Making a living from your art can be quite a challenge. . . so here are a few of our favorite resources and innovative tips to increase your name recognition and sales this year:
1: Stage your art
Giving potential buyers a way to envision your art in their space is a fantastic way to market your art and close sales. Most collectors spend a lot of time and effort trying to imagine how an artwork will integrate into their home. They consider the color and style of the piece, its dimensions, the framing, and even how it will complement their furniture and room design.
ArtPlacer provides a realistic preview of how art will look in any room. Its strength resides in the ability to instantly scale and adjust the work in a room with perspective. A user can upload an art image, select an interior or upload one of their own, enter the dimensions and land an excellent-looking preview with the right proportions.
The ArtPlacer library includes art booths, bedrooms, dining rooms, empty rooms, galleries, just walls, kid rooms, kitchens, living rooms, lobbies, bathrooms, restaurants, and workplaces along with a wide variety of framing options and lighting conditions.
If you already have a website, the ArtPlacer widget allows you to include the functionality of the app within your own site, too. Or, use it to stage your art in a beautiful interior before sharing on social media—there’s no wrong way to use this technology.
2: Get organized
As an artist or an art professional being organized is a must. You need to be able to easily keep track of your inventory, your sales, and clients’ information. A good organizational system like Artwork Archive or Art Galleria will help you run your art business much more efficiently.
These portfolio management partners allow you to catalog your full art inventory by adding medium, location, price, and sale status. You can also add or rename fields to match your data requirements.
Using tools like these will help you save time and stay on top of your artwork, and you’ll instantly appear more professional to potential buyers, gallery owners, and other art notables.
3: Launch an online store
Your website will often be a visitor’s first introduction to your work, so it should be well-designed and be able to convey your message through distinctive content and style. And once you’ve drawn people in and gotten them interested in your art, why not make it easy for them to purchase one of your pieces?
Art marketplaces such as Etsy or Artfire are cheap to try out, and you can set up an account up in minutes to sell your art. But if you want more control (and the ability to use widgets like the ArtPlacer app) you’ll most likely need your own website with a built-in store like EE’s Simple Artist Websites.
4: Get engaged on social media
Instagram is still one of the best places to market your personal brand online, gain loyal followers and build a community of fans.

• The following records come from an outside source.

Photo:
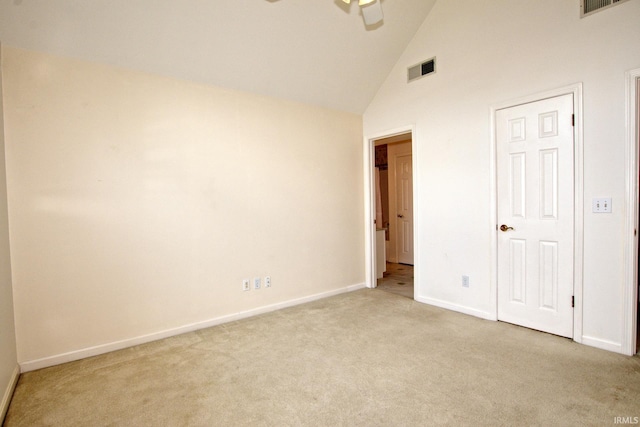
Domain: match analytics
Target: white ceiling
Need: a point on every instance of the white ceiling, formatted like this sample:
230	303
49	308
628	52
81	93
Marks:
313	51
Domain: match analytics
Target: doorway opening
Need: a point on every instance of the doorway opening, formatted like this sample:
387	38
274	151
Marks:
631	293
392	213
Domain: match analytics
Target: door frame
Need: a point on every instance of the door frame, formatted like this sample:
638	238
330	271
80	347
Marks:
370	207
393	204
578	196
630	291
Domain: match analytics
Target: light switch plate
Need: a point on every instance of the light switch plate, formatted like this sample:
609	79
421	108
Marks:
602	205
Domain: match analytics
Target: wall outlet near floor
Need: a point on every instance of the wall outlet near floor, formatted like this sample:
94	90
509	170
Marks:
465	281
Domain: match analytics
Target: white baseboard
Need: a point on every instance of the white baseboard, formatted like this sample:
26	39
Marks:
71	356
459	308
602	344
8	393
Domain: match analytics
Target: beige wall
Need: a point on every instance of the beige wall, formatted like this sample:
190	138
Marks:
8	361
490	52
139	203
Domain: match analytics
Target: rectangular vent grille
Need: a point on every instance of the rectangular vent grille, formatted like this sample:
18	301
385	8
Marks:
422	69
587	7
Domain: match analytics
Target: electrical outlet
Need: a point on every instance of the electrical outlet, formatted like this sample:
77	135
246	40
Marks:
601	205
465	281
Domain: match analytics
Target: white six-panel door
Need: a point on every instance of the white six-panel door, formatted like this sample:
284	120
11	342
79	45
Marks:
535	147
404	200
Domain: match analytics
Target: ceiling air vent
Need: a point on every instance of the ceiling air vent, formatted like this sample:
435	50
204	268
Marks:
420	70
588	7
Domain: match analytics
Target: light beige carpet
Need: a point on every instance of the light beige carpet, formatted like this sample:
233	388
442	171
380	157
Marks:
367	358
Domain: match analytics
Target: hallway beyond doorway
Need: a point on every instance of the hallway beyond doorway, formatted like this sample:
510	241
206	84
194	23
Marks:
398	279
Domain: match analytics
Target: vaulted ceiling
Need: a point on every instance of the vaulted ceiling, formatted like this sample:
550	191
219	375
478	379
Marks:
312	51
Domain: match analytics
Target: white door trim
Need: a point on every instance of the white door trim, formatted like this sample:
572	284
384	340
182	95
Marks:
370	208
578	223
630	296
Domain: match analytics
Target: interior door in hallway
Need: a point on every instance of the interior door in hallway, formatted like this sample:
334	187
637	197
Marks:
535	154
404	201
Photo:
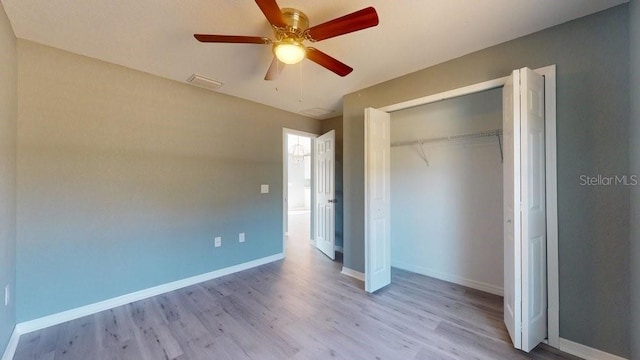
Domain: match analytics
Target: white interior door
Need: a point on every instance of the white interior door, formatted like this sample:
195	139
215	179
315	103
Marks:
377	205
324	160
525	300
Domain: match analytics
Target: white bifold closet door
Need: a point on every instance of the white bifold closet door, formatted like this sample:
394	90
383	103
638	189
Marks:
525	277
377	189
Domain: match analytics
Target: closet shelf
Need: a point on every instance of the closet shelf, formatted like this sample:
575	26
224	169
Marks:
480	134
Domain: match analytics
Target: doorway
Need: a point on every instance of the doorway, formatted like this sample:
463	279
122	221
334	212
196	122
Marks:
309	189
297	187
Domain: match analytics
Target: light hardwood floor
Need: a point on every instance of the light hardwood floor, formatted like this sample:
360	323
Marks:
298	308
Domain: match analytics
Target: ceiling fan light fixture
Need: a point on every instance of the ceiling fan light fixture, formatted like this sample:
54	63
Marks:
289	51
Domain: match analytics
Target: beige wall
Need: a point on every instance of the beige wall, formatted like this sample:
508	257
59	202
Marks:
124	180
8	115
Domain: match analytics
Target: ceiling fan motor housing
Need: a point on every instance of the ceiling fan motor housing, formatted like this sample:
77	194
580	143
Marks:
297	22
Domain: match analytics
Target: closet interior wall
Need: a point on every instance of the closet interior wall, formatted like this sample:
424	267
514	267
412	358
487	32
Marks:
446	196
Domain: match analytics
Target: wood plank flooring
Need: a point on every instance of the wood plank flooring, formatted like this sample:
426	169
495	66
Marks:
298	308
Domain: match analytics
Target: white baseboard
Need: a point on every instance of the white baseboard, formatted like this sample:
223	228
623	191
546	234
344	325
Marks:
61	317
10	350
353	273
492	289
586	352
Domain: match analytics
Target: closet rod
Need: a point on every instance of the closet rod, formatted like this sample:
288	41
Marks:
496	132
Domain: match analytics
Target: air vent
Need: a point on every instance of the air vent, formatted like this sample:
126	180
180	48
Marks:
316	112
203	82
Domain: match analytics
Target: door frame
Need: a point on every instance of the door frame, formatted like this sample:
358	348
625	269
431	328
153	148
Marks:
285	183
549	72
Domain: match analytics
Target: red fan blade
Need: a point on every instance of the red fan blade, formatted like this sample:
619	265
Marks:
272	12
232	39
274	69
328	62
358	20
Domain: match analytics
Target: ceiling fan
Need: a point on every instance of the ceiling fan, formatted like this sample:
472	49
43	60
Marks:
291	29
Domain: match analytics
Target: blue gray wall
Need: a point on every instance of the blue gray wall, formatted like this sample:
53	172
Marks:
592	58
634	21
8	116
125	178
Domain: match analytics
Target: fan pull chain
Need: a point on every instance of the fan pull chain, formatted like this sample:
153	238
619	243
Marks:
300	98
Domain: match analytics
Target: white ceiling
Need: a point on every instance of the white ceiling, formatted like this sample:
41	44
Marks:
156	36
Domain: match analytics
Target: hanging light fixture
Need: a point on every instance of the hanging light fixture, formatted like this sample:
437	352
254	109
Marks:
289	51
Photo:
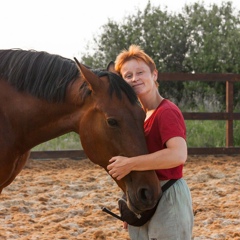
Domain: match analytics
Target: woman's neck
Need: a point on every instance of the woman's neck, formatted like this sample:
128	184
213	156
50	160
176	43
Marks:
150	105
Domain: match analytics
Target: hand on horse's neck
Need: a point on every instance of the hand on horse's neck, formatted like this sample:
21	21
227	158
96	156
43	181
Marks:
151	105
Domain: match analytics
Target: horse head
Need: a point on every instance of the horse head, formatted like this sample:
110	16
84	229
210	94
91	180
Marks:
113	125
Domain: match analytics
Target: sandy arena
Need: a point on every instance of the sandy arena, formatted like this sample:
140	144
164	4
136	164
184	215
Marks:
62	199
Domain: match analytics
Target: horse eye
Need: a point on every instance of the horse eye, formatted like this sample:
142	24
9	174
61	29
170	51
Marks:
112	122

You should become as passionate about expressing yourself through social media as you are about expressing your personality through art. Don’t try to sell pieces in every post, instead, tell your followers about who you are and what you are making.
Create “savable” content for your feed. Consider the following possibilities:
before and after shots
live transmission in the studio
voting for favorite artworks
upcoming shows and news
and so much more. . .
Giving your audience a real glimpse of your everyday life, your messy workshop, and even your doubts can be a great way of connecting with your audience. There’s so much you can post about that’s related to your art, so open up!
In the past, a new art phenomenon would slowly rise into the collecting scene. Nowadays, being featured on the right blog or feed can boost your career as an artist. It means you could meet influential players, dealers and collectors overnight.
Never before has an artist had the power to engage so directly with their audience. Think about what you would like to say and post it!
5: Start networking
Staying behind a canvas may be a comfort zone for artists. But the truth is that the more connections you make, the more opportunities you will create.
Despite the world going digital, personal connections are still incredibly important. Joining an artist organization, being part of a local artist community, donating art for worthwhile causes, meeting other artists, and sharing resources and tips are invaluable in forging real and strong connections with people. Make sure to stay in touch by sending e-mails and interacting through social media.